El Servicio Nacional de Geología y Minería (SERNAGEOMIN) también ha emitido una advertencia sobre un riesgo moderado de aluviones y deslizamientos de tierra (remociones en masa), especialmente en el litoral, la cordillera de la costa y las áreas cercanas a quebradas y taludes. Si bien el riesgo en el valle longitudinal se considera bajo, se mantiene un monitoreo constante ante la posible acumulación de agua en las quebradas.
Ante este escenario de riesgos potenciales, el Sistema Nacional de Prevención y Respuesta ante Desastres (SINAPRED) ha puesto en marcha una serie de medidas preventivas para mitigar los posibles impactos del evento meteorológico.

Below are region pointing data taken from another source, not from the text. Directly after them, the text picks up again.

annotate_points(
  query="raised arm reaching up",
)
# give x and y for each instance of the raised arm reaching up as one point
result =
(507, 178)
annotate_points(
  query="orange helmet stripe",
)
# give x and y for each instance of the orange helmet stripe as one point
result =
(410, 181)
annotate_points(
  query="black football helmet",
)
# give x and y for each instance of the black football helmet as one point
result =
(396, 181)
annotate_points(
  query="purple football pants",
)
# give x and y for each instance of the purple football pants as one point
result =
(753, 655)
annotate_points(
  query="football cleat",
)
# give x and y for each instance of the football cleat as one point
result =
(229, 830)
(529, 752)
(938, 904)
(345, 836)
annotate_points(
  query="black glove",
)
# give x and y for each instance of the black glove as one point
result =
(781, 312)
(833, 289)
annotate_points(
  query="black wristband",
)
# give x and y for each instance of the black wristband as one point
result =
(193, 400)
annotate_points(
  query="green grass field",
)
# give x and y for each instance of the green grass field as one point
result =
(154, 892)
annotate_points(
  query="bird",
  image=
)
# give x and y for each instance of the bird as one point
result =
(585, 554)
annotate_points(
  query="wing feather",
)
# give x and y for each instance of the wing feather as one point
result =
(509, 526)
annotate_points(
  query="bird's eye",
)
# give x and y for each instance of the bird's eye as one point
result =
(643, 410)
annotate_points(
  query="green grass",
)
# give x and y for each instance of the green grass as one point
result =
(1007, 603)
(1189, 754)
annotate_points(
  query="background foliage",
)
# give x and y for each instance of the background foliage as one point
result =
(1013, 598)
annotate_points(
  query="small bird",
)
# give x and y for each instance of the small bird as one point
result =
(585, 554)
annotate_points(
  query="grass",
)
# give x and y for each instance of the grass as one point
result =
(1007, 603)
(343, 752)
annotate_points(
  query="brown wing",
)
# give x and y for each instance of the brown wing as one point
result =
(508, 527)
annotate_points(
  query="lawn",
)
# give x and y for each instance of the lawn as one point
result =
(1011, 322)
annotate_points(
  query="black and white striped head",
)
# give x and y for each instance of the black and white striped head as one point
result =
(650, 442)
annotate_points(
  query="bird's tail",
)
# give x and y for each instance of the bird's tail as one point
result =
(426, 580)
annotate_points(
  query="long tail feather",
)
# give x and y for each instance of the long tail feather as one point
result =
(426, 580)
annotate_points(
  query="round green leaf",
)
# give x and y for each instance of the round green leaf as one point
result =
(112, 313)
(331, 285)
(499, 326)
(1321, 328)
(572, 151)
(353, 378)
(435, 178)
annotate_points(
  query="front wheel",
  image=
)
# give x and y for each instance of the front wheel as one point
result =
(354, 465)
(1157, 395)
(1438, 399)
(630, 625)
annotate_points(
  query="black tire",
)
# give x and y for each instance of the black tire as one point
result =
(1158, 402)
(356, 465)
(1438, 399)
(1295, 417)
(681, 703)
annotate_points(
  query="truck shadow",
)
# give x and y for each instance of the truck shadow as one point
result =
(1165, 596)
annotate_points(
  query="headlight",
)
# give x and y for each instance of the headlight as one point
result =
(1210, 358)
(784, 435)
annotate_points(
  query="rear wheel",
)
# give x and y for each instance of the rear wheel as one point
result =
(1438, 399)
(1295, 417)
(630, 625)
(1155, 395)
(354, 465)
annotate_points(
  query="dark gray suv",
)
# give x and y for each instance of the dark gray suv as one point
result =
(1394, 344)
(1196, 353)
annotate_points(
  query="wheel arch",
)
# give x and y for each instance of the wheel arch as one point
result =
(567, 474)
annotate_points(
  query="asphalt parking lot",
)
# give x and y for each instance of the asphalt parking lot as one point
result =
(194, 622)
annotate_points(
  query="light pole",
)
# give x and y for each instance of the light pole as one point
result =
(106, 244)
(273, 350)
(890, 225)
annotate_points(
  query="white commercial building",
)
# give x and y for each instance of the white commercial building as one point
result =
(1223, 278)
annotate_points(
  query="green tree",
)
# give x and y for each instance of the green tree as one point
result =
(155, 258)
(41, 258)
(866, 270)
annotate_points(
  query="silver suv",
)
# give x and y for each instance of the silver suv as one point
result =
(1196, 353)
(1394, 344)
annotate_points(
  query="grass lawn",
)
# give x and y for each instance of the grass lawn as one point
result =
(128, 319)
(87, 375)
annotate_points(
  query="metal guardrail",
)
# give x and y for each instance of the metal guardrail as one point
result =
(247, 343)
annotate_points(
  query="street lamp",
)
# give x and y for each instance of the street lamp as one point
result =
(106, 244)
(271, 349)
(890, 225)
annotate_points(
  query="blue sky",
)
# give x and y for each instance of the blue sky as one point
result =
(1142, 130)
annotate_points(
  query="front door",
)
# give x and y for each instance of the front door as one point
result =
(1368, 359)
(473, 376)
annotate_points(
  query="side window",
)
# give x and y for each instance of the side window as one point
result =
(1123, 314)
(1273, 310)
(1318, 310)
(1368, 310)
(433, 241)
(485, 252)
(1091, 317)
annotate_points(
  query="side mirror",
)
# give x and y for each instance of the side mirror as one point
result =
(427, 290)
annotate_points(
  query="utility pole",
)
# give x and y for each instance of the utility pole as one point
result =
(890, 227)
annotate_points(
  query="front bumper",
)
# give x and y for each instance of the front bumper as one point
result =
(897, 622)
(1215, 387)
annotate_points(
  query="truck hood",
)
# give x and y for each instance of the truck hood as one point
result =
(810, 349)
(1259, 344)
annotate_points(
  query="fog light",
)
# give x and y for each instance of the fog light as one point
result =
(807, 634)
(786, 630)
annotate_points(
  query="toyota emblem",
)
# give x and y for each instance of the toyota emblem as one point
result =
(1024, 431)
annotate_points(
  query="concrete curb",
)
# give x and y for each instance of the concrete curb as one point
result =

Estas acciones incluyen el monitoreo constante de las estaciones hidrométricas de ríos y esteros, así como una vigilancia reforzada en las rutas y puentes más vulnerables de la región.
La Dirección General de Aguas (DGA) tendrá la crucial tarea de supervisar el comportamiento de los cursos de agua, mientras que los municipios deberán mantener una estrecha vigilancia sobre los caudales de las quebradas y la posible ocurrencia de aluviones e inundaciones, prestando especial atención a las zonas más bajas.
En las zonas de precordillera y cordillera, la presencia de viento blanco podría dificultar la circulación vehicular, por lo que se recomienda extrema precaución al conducir y evitar la exposición innecesaria en exteriores.
Llamado a la Prevención: Recomendaciones a la Comunidad
SENAPRED hace un llamado urgente a la comunidad para que adopte las siguientes precauciones y así minimizar los riesgos durante este evento meteorológico:
- Mantener una vigilancia constante sobre los niveles de ríos, esteros y quebradas, prestando especial atención a aumentos repentinos que puedan ser señal de aluviones o desbordes.
- Evitar transitar por zonas de alto riesgo, especialmente en las cercanías de quebradas y taludes.
- Asegurar techumbres y cualquier objeto exterior que pueda ser desplazado por el viento. Realizar poda preventiva de árboles en áreas vulnerables a la caída de ramas o árboles.
- Tanto en zonas rurales como urbanas, mantener la atención sobre las líneas de energía eléctrica, ya que el viento puede provocar cortes de suministro debido a la caída de ramas o árboles.
Adicionalmente, se recomienda a las empresas de servicios básicos mantener activas brigadas de respuesta para atender de manera oportuna a la población que pueda verse afectada por este evento meteorológico. La prevención y la precaución son las mejores herramientas para enfrentar las inclemencias del tiempo y proteger la seguridad de todos.